Most revenue from motoring taxes funds hospitals, schools, police and “everything else”, said Stewart. “Only £7bn of the £35bn collected is used to maintain the country’s roads. The Committee recognised that this is a conversation that needs to start sooner rather than later. We were not urging the Government to adopt a particular scheme; we want them to start exploring the options. I hope they will reconsider and respond meaningfully to our suggestions.”
In its Road Pricing report, the committee urged the Government to explore how an alternative road pricing mechanism can use price as a “lever for change while subjecting motorists to fair levels of taxation”.

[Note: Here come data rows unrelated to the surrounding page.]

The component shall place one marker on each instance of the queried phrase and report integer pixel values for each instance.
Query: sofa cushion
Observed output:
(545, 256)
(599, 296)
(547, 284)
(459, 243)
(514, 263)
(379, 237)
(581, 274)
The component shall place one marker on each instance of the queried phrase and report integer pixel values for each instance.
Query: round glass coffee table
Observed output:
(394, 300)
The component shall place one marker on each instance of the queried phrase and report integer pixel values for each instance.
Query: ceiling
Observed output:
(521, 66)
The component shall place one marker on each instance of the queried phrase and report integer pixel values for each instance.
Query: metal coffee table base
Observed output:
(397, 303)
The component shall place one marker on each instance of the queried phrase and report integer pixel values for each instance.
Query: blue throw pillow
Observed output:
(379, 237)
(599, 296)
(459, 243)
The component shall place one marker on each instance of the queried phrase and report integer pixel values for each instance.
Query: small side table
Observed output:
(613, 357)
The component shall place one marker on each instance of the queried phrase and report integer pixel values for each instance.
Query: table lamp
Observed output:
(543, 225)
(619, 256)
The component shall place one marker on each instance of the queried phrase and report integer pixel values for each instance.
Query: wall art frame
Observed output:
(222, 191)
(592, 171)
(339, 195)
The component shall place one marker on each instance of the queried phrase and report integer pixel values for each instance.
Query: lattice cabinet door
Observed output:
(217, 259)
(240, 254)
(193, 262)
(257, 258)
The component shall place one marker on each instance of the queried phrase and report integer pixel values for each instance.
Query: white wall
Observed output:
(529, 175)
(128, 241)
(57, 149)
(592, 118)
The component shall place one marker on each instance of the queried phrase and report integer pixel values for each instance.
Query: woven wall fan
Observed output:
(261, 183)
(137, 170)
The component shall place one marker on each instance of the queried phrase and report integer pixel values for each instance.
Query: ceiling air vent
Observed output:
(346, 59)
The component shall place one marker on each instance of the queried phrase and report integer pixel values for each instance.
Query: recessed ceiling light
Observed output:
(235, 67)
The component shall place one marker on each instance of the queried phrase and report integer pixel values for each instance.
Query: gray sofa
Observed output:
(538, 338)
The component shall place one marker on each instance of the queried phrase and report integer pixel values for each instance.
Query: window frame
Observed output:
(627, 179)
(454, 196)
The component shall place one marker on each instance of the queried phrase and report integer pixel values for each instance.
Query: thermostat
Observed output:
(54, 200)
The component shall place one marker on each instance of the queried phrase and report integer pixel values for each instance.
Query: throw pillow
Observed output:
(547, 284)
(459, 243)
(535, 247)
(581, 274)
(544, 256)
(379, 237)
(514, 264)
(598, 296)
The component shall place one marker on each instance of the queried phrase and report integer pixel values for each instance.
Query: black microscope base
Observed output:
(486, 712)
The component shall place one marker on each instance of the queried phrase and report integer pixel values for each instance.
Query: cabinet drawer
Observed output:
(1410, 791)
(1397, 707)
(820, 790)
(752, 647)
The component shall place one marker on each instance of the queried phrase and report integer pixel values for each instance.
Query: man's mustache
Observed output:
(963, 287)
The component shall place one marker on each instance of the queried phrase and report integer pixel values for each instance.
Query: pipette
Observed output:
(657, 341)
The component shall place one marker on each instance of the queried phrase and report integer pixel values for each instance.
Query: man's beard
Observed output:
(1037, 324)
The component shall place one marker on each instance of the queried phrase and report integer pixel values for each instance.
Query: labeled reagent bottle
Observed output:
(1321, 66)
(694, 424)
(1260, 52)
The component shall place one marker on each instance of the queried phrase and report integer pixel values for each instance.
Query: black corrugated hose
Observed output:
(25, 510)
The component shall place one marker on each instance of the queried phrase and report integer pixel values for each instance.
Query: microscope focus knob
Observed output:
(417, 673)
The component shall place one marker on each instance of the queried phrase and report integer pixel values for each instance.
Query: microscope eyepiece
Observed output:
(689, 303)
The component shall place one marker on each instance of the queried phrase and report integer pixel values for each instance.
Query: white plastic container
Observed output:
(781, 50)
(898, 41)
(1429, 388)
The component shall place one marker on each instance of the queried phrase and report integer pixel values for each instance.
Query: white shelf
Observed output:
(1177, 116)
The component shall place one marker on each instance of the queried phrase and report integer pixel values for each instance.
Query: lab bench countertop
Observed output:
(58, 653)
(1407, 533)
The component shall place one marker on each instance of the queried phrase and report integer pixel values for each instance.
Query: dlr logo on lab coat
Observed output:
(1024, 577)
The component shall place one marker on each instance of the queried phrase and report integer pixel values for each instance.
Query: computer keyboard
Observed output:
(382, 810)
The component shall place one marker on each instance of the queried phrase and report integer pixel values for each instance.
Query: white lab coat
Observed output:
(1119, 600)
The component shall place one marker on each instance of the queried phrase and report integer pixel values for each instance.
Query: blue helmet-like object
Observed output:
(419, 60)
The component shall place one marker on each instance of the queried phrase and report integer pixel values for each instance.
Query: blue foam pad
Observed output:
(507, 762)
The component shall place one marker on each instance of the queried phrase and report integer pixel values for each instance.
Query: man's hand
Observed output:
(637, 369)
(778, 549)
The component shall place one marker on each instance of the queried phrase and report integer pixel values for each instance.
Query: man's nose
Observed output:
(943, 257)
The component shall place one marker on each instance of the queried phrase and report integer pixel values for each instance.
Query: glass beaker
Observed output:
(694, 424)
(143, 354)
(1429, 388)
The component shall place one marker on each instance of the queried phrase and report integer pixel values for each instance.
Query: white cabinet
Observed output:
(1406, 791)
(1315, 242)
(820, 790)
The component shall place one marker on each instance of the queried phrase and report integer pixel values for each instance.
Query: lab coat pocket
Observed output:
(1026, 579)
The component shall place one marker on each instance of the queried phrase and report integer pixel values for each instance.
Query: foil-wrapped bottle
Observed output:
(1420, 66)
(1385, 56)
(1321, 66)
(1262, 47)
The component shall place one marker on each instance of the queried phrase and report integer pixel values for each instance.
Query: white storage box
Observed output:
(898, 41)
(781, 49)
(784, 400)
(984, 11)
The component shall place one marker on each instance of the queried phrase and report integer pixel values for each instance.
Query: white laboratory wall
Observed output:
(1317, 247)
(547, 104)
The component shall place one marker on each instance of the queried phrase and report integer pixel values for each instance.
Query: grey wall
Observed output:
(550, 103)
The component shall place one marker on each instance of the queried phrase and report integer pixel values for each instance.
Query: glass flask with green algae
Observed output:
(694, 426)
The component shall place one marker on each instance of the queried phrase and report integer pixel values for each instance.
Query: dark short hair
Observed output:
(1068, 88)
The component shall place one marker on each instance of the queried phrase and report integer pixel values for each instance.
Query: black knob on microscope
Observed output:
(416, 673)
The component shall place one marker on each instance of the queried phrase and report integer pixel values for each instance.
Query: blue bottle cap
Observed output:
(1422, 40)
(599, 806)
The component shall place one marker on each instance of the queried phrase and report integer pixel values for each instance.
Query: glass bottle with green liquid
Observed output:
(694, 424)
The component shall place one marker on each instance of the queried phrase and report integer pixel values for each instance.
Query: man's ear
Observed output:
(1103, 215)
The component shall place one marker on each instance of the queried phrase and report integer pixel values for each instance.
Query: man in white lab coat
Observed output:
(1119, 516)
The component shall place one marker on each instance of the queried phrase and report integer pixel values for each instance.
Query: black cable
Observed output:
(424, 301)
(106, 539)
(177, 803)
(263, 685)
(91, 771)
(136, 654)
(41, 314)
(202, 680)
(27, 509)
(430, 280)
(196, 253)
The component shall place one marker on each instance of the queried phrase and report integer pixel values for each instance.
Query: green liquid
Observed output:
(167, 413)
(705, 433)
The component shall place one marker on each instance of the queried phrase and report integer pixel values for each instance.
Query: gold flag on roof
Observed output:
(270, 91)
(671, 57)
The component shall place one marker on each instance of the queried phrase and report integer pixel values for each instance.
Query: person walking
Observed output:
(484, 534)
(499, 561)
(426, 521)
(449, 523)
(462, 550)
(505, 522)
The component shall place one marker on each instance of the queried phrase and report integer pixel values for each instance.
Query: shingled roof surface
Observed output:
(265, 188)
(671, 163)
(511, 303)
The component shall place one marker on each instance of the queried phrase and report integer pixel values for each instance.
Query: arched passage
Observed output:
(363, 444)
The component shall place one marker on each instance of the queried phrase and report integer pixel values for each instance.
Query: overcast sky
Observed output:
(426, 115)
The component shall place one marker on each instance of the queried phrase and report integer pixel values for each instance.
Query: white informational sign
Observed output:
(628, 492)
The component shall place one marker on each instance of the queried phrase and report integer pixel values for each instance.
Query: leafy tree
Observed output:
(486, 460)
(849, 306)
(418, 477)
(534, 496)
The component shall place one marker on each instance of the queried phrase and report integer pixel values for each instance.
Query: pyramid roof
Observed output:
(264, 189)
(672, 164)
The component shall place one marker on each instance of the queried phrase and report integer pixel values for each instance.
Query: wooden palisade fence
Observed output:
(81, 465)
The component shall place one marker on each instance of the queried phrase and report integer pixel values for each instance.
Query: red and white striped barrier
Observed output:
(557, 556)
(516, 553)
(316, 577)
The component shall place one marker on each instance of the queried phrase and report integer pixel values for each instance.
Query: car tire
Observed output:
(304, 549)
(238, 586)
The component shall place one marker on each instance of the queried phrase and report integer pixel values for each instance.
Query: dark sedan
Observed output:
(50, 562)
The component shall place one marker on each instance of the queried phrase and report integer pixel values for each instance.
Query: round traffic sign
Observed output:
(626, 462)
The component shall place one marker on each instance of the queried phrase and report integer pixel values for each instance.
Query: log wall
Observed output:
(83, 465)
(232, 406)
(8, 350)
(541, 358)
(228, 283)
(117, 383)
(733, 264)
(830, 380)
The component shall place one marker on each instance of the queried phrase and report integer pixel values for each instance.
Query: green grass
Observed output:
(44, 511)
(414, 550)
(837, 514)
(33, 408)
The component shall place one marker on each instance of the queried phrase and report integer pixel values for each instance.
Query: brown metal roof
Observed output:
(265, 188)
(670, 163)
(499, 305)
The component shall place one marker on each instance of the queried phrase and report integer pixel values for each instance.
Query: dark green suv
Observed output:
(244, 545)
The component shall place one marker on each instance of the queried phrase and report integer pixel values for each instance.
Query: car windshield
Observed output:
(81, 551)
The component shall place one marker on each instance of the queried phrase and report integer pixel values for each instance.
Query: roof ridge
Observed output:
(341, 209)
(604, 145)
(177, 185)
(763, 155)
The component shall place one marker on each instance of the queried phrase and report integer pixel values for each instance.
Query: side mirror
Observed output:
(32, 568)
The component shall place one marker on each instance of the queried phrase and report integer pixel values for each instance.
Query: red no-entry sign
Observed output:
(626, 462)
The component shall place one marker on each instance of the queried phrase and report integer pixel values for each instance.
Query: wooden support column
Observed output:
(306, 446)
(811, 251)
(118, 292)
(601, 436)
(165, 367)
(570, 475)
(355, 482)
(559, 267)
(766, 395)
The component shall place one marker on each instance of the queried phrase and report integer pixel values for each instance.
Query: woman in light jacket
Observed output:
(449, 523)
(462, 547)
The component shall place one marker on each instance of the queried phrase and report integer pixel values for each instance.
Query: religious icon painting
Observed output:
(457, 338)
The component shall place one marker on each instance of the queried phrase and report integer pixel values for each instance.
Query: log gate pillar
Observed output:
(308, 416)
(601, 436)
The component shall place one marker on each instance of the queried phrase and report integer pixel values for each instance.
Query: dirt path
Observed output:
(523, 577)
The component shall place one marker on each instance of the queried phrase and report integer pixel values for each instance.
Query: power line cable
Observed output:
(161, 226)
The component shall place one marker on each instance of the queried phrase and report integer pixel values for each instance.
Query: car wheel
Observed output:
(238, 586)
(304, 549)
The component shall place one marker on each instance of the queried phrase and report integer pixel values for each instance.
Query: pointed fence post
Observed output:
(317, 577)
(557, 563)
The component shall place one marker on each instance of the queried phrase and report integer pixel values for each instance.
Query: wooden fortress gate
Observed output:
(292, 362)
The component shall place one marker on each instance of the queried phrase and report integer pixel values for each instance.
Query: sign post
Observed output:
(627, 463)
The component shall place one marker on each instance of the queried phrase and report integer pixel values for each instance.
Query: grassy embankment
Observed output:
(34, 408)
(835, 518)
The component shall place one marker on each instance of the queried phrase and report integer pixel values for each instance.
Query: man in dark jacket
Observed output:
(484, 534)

Any system that replaces fuel duty and vehicle excise duty should be “revenue neutral” and not cause drivers to pay more than they do currently the committee says. “One of those options should be a road pricing mechanism that uses telematic technology to charge drivers according to distance driven, factoring in vehicle type and congestion.”
The “patchwork of devolved schemes” may make it impossible to deliver a national road pricing scheme, with the simultaneous operation of local and pricing subjecting drivers “to confusion and unfair double taxation.”
In its report, the Committee had recommended that the Treasury and the DfT jointly set up an arm’s length body by the end of 2022 to recommend a new road charging mechanism.